Catholic Colleges and Universities Dispense with Truth
The extended headline from National Catholic Reporter NCR):
Long history, shared best practices keep Catholic colleges, universities successful”
Behind this headline was a series of boasts that Michael Galligan-Stierle, president of the Association of Catholic Colleges and Universities, delivered at its annual meeting. He told his fellow Catholic educators, “we're really good at it, because we've been at it [so] long, and our schools share best practices with one another. There are other reasons why we're good at this. These are two; there's a lot more.”
Catholics have certainly been running universities for a long time – they invented them. But when the Enlightenment challenged the Church’s approach to knowledge and many of its claims, universities were pressured to pick sides. When the dust settled, it was clear that the best universities adopted Enlightenment principles and split from the Church.

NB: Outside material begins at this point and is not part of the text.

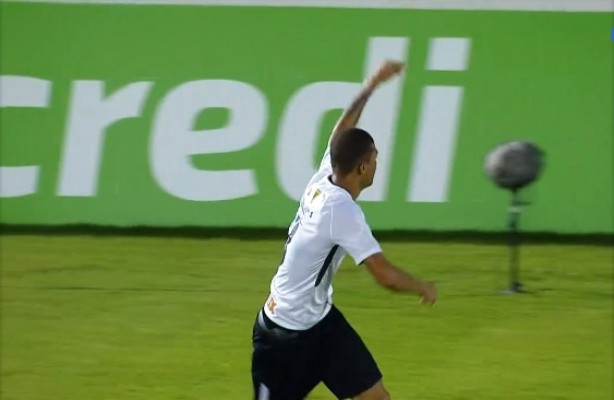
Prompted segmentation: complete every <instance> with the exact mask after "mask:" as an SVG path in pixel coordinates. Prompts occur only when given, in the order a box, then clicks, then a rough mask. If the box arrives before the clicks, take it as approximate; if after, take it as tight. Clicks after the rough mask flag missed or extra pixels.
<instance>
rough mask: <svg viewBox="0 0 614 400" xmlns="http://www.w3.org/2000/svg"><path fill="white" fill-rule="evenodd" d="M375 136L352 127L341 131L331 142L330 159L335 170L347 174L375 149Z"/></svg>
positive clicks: (363, 130) (335, 171) (365, 158)
mask: <svg viewBox="0 0 614 400" xmlns="http://www.w3.org/2000/svg"><path fill="white" fill-rule="evenodd" d="M373 144H374V141H373V137H371V135H370V134H369V132H367V131H365V130H363V129H359V128H351V129H348V130H347V131H344V132H341V133H340V134H339V135H338V136H337V137H335V138H334V139H333V141H332V142H331V144H330V161H331V165H332V167H333V170H334V171H335V172H338V173H340V174H341V175H347V174H349V173H350V172H352V170H353V169H354V168H356V167H357V166H358V164H360V163H361V162H363V161H365V160H366V159H367V158H368V157H369V155H371V151H373Z"/></svg>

This raises the question of evidence for Galligan-Stierle’s boasts. None was provided. James Dearie, NCR’s reporter, didn’t inquire and didn’t investigate, perhaps realizing that the facts would interfere with this triumphal story.
One common way of assessing academic excellence is counting the number of Nobel Prize winners. Despite the large number of Catholic colleges and universities world-wide, to the best of my knowledge, they contain no Nobel Prize winners. Some of the best Catholic universities, like Notre Dame, are better known for sports than either academic excellence or righteousness. Virtually none of these colleges and universities is highly ranked academically.

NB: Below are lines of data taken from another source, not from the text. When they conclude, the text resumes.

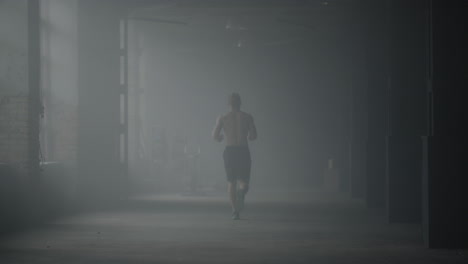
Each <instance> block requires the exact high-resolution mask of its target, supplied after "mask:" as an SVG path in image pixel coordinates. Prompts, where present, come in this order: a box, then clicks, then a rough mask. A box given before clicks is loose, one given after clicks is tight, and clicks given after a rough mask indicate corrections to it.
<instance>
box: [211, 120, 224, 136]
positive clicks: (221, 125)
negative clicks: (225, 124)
mask: <svg viewBox="0 0 468 264" xmlns="http://www.w3.org/2000/svg"><path fill="white" fill-rule="evenodd" d="M222 128H223V120H222V116H219V117H218V119H216V125H215V127H214V129H213V132H212V136H213V138H214V140H216V141H218V142H221V141H223V135H221V129H222Z"/></svg>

Of course, Galligan-Stierle did not specific what sort of “higher outcome” he had in mind. Another common measure is the average starting salary of graduates. I suspect these universities are more competitive here, in the domain of Mammon, but still nothing to boast about.
Despite the boasts about excellence, the article mentions only one area of relative superiority: “Graduates from Catholic institutions also face a smaller debt burden after graduation, around $25,000 when the national average is about $35,000, and are far more likely to pay their loans back.” First, they are cheaper. Second, graduates find a good enough job to enable them to pay off their loans. But no specifics are given, and I suspect people choosing Catholic colleges are less likely to be deadbeats before they even enter college. Being cheaper is a very tenuous basis for declaring excellence.
NCR also cites Sister Carol Jean Vale, president of Chestnut Hill College: “What skills and competencies do our students need to be successful in the 21st century?” She highlighted “the imperative to educate students to distinguish ‘fake news’ from the truth.” If they succeed, it might threaten Catholic newspapers like NCR.